= Bishop of Hereford (Robin Hood) =

Character in the Robin Hood legend

The Bishop of Hereford is a character in the Robin Hood legend. He is typically portrayed as a wealthy and greedy clergyman who is robbed by Robin and his Merry Men.

== History ==
The character first appears by this name in the ballad "Robin Hood and the Bishop of Hereford". The earliest surviving text is in the Forresters manuscript (British Library Add MS 71158), which dates to the 1670s. Relying on later printed versions, Francis James Child collected the work as Child Ballad 144. In the song, Robin Hood and some of his men, disguised as shepherds, poach a deer in an area where they know the Bishop of Hereford will pass through. Finding them, the Bishop threatens to bring them before King Richard, and refuses to grant them pardon. Robin summons his Merry Men, who capture the Bishop and force him to "pay for" a feast with the outlaws and to sing a mass for them. Child regarded it as "far superior to most of the seventeenth-century broadsides".

The work is related to Child Ballad 143, "Robin Hood and the Bishop", which features an unidentified bishop and ends in a nearly identical way. Both are variants of the episode in the much older "Gest of Robyn Hode" in which Robin robs a monk. The Bishop of Hereford appears in the subsequent Child Ballad, "Robin Hood and Queen Katherine", in which he refers to the action in the previous work and refuses to bet on Robin in an archery contest.

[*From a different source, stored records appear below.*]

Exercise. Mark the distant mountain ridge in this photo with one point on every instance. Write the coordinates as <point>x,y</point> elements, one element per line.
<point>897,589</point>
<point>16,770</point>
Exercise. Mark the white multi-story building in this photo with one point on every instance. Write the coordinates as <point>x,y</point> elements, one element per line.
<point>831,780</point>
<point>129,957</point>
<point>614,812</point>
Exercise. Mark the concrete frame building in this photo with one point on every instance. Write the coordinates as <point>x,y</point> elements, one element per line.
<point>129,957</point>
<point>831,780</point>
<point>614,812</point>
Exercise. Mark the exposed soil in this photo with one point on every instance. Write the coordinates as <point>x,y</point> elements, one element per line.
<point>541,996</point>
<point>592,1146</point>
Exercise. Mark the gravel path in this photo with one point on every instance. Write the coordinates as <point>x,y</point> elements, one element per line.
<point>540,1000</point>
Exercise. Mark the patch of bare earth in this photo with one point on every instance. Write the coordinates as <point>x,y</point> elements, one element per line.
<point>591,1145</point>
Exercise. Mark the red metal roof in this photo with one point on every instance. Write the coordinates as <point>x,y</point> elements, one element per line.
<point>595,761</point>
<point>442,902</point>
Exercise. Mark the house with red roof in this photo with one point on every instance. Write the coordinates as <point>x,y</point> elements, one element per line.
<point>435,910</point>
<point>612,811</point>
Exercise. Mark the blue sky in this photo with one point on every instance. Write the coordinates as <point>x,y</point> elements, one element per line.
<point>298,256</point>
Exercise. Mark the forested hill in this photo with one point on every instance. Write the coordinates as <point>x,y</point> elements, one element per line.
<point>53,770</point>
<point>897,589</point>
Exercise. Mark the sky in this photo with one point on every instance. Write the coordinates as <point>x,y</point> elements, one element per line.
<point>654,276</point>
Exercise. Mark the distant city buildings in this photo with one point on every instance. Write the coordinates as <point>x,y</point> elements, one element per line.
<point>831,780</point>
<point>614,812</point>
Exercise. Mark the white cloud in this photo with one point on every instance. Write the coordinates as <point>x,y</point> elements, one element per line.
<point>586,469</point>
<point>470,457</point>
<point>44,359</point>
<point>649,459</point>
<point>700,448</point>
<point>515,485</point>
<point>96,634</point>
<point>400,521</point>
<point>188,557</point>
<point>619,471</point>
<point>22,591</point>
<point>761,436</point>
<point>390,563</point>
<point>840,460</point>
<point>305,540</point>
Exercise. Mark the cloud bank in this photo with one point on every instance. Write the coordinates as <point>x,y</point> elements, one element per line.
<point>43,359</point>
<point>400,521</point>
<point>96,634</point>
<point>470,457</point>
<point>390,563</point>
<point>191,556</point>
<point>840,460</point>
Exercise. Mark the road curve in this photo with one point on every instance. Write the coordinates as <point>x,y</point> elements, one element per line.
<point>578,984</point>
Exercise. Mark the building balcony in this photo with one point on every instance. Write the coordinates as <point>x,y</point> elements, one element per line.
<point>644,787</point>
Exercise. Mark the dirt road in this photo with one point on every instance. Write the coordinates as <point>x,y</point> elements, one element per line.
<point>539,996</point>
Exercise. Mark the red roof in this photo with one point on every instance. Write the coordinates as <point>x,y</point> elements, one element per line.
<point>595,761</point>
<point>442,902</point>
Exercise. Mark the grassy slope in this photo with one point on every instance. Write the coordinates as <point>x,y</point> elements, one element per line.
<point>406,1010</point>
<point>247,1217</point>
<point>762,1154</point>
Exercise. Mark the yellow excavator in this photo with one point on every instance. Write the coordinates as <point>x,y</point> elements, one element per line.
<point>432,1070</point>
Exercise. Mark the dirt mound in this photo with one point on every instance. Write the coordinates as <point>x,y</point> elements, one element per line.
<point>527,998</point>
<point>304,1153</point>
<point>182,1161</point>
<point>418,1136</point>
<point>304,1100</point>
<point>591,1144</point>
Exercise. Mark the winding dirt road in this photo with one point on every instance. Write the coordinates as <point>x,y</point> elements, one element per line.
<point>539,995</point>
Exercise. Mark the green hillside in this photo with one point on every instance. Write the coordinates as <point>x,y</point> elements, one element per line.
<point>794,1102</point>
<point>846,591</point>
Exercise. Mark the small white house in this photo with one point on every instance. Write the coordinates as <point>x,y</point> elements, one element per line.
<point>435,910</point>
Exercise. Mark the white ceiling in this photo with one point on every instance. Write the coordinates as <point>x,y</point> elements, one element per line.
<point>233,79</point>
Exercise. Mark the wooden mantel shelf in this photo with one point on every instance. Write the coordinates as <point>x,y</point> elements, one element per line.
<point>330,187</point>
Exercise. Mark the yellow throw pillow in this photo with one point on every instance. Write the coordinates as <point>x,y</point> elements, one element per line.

Scholar Stephen Knight notes that there are multiple historical Bishops of Hereford who have been suggested as a model for the character in the ballads. He may have been based on Adam Orleton, Bishop from 1317 to 1327, an antagonist of Edward II of England who became very unpopular during the reign of Edward III. He was a well-known figure at the time the earliest Robin Hood ballads likely developed in the 14th century. Another suggestion is the famously corrupt Peter of Aigueblanche, Bishop of Hereford from 1240 to 1268. However, he would have been much less well known in the 14th century. As the ballad identifies the sitting king as Richard, the contemporary bishop William de Vere, in office from 1186 until his death in 1198, has also been suggested, but Knight regards this as unlikely.

The Bishop of Hereford appears in Howard Pyle's influential children's book The Merry Adventures of Robin Hood (1883), based on the medieval ballads. The Merry Men rob him to pay Sir Richard at the Lee's debt. Later, he is scheduled to perform the marriage of Alan-a-Dale's sweetheart to her unwanted wooer, until Robin intervenes. He also appears in the archery contest scene, where the Queen (here Eleanor of Aquitaine) attributes his refusal to bet on Robin more to greed than to the impropriety of his betting. The Hereford Bishop appears in the anime series Robin Hood no Daibōken voiced by Yuu Shimaka, and is portrayed as a greedy bishop of Nottingham and ally to Baron Alwyn (the main antagonist) who desires Marian Lancaster for the Lancaster's wealth; however, he later betrays the Baron near the end and joins with Robin and his friends to overthrow his unstable leader.

The role of the Bishop of Hereford was played by Harold Innocent in the 1991 film Robin Hood: Prince of Thieves. In this version, he is depicted as a corrupt clergyman who supports the Sheriff and insists to Robin that the latter's father admitted to being a devil-worshiper. This culminates in Friar Tuck, disgusted and enraged at the Bishop's corruption and hypocrisy, shoving him out of a window to his death.

== Popular culture ==
The Bishop of Hereford appears in the 2025 Robin Hood TV series, portrayed by Richard Lintern.